Robust expansion of phylogeny for fast-growing genome sequence data

Massive sequencing of SARS-CoV-2 genomes has urged novel methods that employ existing phylogenies to add new samples efficiently instead of de novo inference. 'TIPars' was developed for such challenge integrating parsimony analysis with pre-computed ancestral sequences. It took about 21 seconds to insert 100 SARS-CoV-2 genomes into a 100k-taxa reference tree using 1.4 gigabytes. Benchmarking on four datasets, TIPars achieved the highest accuracy for phylogenies of moderately similar sequences. For highly similar and divergent scenarios, fully parsimony-based and likelihood-based phylogenetic placement methods performed the best respectively while TIPars was the second best. TIPars accomplished efficient and accurate expansion of phylogenies of both similar and divergent sequences, which would have broad biological applications beyond SARS-CoV-2. TIPars is accessible from https://tipars.hku.hk/ and source codes are available at https://github.com/id-bioinfo/TIPars. Since the beginning of the COVID-19 pandemic, over 15 million SARS-CoV-2 genome sequences have been made publicly available.

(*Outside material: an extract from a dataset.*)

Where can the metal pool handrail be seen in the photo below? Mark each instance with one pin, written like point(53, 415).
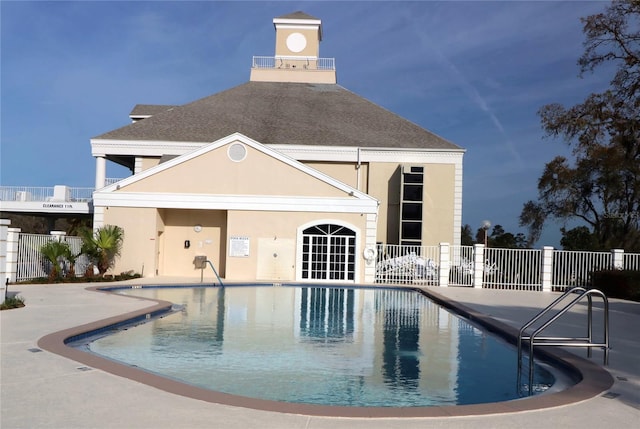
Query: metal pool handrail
point(587, 341)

As sequencing cost decreases, the rate of genome sequencing is expected to greatly increase in the future and will generate numerous sequences where conventional de novo phylogenetic inference may no longer be suitable. TIPars allows rapid and memory-efficient expansion of phylogeny at high accuracy. This enables real-time monitoring of pathogen transmission during a pandemic using large-scale global phylogenetic analysis such as the ever-increasing SARS-CoV-2 genome sequences. We believe that the development of next-generation phylogenetic methods is imperative for analysing enormous, fast-growing genome sequence datasets to gain critical evolutionary insights that, as evident in this pandemic, have real-world applications.